Хини . Да, хотя Джордж великолепен своей точностью, полнотой, законченностью. Но и Збигнев тоже, хотя его можно упрекнуть в риторичности. А что касается Мандельштама, меня восхищают его суждения о поэзии. Я незнаком с поэзией Мандельштама, лишен этого удовольствия. Мне кажется, он близок Хопкинсу. Но все, что он писал в тех рапсодиях, которые встречаются в критических работах, наполнено таким безграничным чувством свободы, что мир поэзии расширяется. Раздвигаются границы нашего английского языка, относящегося к поэзии. Он убирает крышу и приоткрывает небесный свод, и от этого получаешь такое наслаждение.

Шмидт . Десять лет назад у меня был разговор с Мартином Вальзером в Германии по случаю десятилетия событий 1968 года. Мы у него брали интервью для радиопрограммы. Во время записи он был чрезвычайно мрачен, и я спросил его потом, отчего он такой хмурый. А он ответил: писателю не дозволено быть веселым. В Дублине же проходит писательская конференция о литературе как празднестве. Я знаю, Иосиф, что ваше участие в ней незначительно, а вот вы, Дерек, выступили на ней с одой радости. Вы утверждаете, что радость — это долг поэта, что в стихотворении должна чувствоваться улыбка вне зависимости от того, на какую оно тему. Вы так изменились за последние десять лет. У вас необычайно бодрый вид…

Уолкотт . Я хотел бы рассказать в связи с этим один случай. Я ехал по городу на такси с фотографом, чтобы встретить Иосифа, с нами был Адам Загаевский, замечательный польский поэт. Я обернулся к нему и спросил его что- то о счастье. Он ответил: не счастье, а радость. Если задуматься о том, что ему довелось испытать в жизни — так же как и Иосифу, — можно сказать: о каком счастье он мог говорить? Разве может польский поэт, живущий при существующем в стране режиме и видящий страдания народа, быть счастлив? Но мне кажется, он имел в виду совсем иное. Чувство радости — нечто присущее человеку от природы… Ему не могут быть помехой ни колючая проволока, ни танки… Оно может прийти к человеку даже в самом безвыходном положении. Пусть вы приперты к стене и чей- то штык уперся вам в грудь, вы все равно твердите: да, я верю в радость.

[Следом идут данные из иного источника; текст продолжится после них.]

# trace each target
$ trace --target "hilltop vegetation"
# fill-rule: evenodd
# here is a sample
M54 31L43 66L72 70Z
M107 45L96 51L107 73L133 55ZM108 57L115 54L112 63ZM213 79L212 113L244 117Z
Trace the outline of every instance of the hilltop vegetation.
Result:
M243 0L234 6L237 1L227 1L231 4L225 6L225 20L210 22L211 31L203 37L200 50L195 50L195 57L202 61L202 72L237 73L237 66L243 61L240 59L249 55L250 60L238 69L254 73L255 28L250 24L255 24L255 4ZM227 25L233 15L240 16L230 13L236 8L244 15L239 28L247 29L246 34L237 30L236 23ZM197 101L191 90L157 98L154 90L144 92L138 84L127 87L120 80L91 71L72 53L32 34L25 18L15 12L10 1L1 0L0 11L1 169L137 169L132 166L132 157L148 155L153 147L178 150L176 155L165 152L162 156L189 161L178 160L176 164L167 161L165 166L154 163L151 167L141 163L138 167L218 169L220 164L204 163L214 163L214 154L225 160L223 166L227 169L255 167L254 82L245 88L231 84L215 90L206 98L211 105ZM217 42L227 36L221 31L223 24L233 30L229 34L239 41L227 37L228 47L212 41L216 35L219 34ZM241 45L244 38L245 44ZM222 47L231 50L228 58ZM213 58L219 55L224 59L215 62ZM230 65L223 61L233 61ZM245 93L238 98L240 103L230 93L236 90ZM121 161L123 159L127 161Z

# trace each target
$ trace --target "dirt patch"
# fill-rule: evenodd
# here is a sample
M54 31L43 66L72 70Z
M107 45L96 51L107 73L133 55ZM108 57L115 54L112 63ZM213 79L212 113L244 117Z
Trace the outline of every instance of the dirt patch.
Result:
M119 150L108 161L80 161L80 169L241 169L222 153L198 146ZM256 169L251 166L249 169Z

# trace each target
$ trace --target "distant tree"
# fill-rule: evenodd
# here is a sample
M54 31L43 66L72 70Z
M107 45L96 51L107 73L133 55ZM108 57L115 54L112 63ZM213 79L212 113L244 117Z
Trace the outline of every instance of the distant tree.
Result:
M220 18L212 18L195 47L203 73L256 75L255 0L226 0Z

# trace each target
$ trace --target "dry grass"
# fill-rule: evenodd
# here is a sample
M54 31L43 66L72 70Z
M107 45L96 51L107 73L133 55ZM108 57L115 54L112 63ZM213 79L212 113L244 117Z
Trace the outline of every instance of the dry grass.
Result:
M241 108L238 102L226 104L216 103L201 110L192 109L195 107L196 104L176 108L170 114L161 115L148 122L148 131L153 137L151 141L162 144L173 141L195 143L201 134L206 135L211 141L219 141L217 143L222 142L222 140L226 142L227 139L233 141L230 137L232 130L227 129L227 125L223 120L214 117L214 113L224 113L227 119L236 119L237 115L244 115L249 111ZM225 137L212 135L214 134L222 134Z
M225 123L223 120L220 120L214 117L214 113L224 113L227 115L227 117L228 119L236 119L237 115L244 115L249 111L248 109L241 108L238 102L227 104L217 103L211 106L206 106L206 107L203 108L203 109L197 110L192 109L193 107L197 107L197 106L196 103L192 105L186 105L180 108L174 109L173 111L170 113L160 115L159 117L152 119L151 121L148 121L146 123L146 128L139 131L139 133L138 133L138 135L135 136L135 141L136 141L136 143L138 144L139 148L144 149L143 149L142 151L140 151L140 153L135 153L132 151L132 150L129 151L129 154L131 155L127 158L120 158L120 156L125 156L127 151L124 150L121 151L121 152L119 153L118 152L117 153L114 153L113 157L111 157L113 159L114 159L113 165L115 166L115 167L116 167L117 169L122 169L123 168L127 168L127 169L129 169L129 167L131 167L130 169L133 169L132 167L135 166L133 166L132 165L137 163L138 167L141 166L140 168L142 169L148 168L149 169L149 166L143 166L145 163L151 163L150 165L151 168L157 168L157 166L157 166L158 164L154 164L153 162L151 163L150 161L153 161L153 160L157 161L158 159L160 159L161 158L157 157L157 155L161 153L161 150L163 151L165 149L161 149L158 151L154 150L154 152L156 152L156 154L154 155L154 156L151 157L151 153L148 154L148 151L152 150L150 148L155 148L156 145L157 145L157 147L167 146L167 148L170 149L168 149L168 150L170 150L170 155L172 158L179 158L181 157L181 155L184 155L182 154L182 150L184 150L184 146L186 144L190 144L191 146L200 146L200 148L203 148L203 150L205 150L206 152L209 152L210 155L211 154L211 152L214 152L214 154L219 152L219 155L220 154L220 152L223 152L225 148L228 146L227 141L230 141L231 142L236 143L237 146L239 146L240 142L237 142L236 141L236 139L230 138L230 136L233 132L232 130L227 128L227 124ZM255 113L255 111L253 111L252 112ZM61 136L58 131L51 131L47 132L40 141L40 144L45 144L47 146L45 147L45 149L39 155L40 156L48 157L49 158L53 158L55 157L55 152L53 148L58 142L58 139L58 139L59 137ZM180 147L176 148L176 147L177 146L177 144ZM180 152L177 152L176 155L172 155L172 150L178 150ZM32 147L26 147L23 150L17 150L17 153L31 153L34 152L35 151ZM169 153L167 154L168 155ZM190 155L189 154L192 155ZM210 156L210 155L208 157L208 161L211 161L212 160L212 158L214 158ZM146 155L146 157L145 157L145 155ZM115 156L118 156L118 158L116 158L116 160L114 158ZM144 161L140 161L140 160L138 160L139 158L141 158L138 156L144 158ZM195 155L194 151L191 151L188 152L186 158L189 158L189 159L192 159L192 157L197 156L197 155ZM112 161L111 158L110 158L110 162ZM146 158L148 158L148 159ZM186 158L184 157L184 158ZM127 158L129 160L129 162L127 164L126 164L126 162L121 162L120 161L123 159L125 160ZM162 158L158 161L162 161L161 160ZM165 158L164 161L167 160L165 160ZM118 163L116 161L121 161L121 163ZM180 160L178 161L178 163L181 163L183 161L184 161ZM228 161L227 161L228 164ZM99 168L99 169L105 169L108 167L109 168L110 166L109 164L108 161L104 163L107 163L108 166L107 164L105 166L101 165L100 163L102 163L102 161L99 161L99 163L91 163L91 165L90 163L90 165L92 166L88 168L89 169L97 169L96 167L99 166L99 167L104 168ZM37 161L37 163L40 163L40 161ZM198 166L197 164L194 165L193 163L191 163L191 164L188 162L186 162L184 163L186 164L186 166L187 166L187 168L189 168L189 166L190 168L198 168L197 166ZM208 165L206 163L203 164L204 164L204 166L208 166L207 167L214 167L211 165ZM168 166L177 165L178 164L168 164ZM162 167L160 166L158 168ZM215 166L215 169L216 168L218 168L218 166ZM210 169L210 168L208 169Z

Бродский . Радость — это само слово "да". Несмотря ни на что — "да".

Уолкотт . И вот что я хочу заметить по поводу здесь сказанного. Не забывайте, у империи есть еще одно качество — мазохизм. Отсюда ее высокомерное стремление к почитанию, кичливость. Так, если многие английские критики говорят: посмотрим, что происходит в английской поэзии, — знайте, что вне поля их зрения остается то, что происходит в Австралии, Ирландии или еще где-то. Им по-прежнему присуща ограниченность, а это своего рода мазохизм. Лес тут сказал, как трудно от этого избавляться, поскольку сохраняется централизованное мышление: в прошлом мы имели Шекспира, отсюда и наши права. Это все равно что сказать: в прошлом мы имели Индию, отсюда и наши права.

 

Перевод Людмилы Бурмистровой

 

ЧЕЛОВЕК В ПЕЙЗАЖЕ

 

 

Евгений Рейн

Журнал "Арион", № 3, 1996 год

 

Сентябрь 1988 года. Мы укрывались от нью-йоркского зноя в крошечном садике, примыкавшем к полуподвальной двухкомнатной квартирке Бродского на Мортон-стрит в Гринвич-Виллидж. Это было наше первое свидание после отъезда Иосифа а эмиграцию в 1972 году.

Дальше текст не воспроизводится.